For the bulk of the last decade, Amazon.com has been the bogeyman of every brick-and-mortar retail chain. Sales dropping in-store? Amazon's fault. Sales dropping online? Mobile sales lower than we had projected? Amazon's to blame.
This reached its height of ludicrousness last year when retailers said that a brief Amazon promotion amounted to showrooming and that it was to blame for dropping in-store sales.
Let me get this straight. A customer has driven all the way to your store, parked, walked in, found the item they sought, had that item in their hands merely a few dozen feet from the checkout lanes and they chose to put it back so that they could buy it from Amazon and wait days for it to arrive and potentially pay shipping, too? How pathetic must be your customer service be to lose that sale?
The physical retailers doing the complaining simply had huge weaknesses in their operations pointed out — nay, taken advantage of — by a competitor, which is, after all, what a competitor is supposed to do.
What brings this to mind today is some of the reaction from Amazon's latest earnings report. In that report, Amazon for the first time broke out its retail figures separately from its cloud numbers. And in what was a surprise to no one in retail, Amazon's cloud operations have been heavily subsidizing its e-tail operations.
How heavily? RISNews' Joe Skorupa probably summed up the retail sentiment the most succinctly: "Amazon is a lousy retailer. It reported a loss of $57 million on $22.7 billion in revenue. Heavy investment in Amazon Prime and fulfillment costs wiped out the profit (and a little more) from retail sales."
The problem is that the conclusion, albeit understandable, is dead wrong. First, Amazon is a lousy retailer? Huge physical chains like Target, Walmart, Sears and Home Depot can't complain about how much business Amazon is stealing from them and then say that Amazon doesn't know how to sell.

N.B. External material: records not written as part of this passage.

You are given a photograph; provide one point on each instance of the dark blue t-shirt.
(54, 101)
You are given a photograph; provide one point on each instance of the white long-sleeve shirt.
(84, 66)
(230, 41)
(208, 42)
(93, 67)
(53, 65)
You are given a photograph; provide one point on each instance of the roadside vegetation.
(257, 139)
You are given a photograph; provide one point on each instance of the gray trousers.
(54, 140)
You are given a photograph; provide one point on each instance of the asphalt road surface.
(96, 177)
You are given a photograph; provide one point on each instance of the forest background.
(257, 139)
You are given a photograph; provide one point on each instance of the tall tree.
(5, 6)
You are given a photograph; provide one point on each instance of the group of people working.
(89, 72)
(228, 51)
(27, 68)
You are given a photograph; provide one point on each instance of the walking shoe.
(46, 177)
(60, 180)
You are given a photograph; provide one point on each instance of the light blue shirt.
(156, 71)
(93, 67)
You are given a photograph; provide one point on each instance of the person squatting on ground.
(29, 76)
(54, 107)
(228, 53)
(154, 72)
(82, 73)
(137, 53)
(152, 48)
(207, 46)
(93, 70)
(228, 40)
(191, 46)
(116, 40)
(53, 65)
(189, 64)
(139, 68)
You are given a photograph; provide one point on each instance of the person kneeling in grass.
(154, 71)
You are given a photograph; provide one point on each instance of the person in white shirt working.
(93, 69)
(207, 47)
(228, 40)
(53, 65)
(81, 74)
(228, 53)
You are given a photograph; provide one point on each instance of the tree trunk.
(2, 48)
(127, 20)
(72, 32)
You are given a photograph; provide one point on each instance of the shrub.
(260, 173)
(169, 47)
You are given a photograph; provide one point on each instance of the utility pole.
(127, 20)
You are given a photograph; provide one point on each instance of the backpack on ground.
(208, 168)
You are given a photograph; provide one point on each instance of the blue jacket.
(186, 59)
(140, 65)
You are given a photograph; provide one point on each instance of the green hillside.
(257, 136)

The RISNews piece didn't really mean that Amazon was a lousy retailer. It meant that the retail part of Amazon is a lousy business, in the sense that every business's stated objective is to make profits and to be self-sustaining. A restaurant, for example, that makes top-quality gourmet meals that delight its customers — who have to wait months to make a reservation — is a lousy business if it routinely loses money. As my accountant used to say, "That's not a business. It's a hobby."
But to say that about Amazon is to not understand Amazon. It's not as though Amazon planned to lose money and that the cloud business cropped up and saved the day. It's that the cloud business has done incredibly well and it is allowing Amazon to properly invest in its retail future. That is something that many retail chain IT execs can only dream about.
Amazon isn't wasting its money. It's brilliant investments in warehouses, drones, bulked-up Amazon Prime and a universe of partners that come pretty close to being able to get almost anything an Amazon shopper wants. The cloud is allowing Amazon to profitably invest in retail to create a world-class retailer for 2020 and beyond. Can Sears say that? JCPenney?
Amazon is definitely not a lousy retailer. It is, however, an e-tailer that has gotten quite good at making almost every other retailer feel lousy.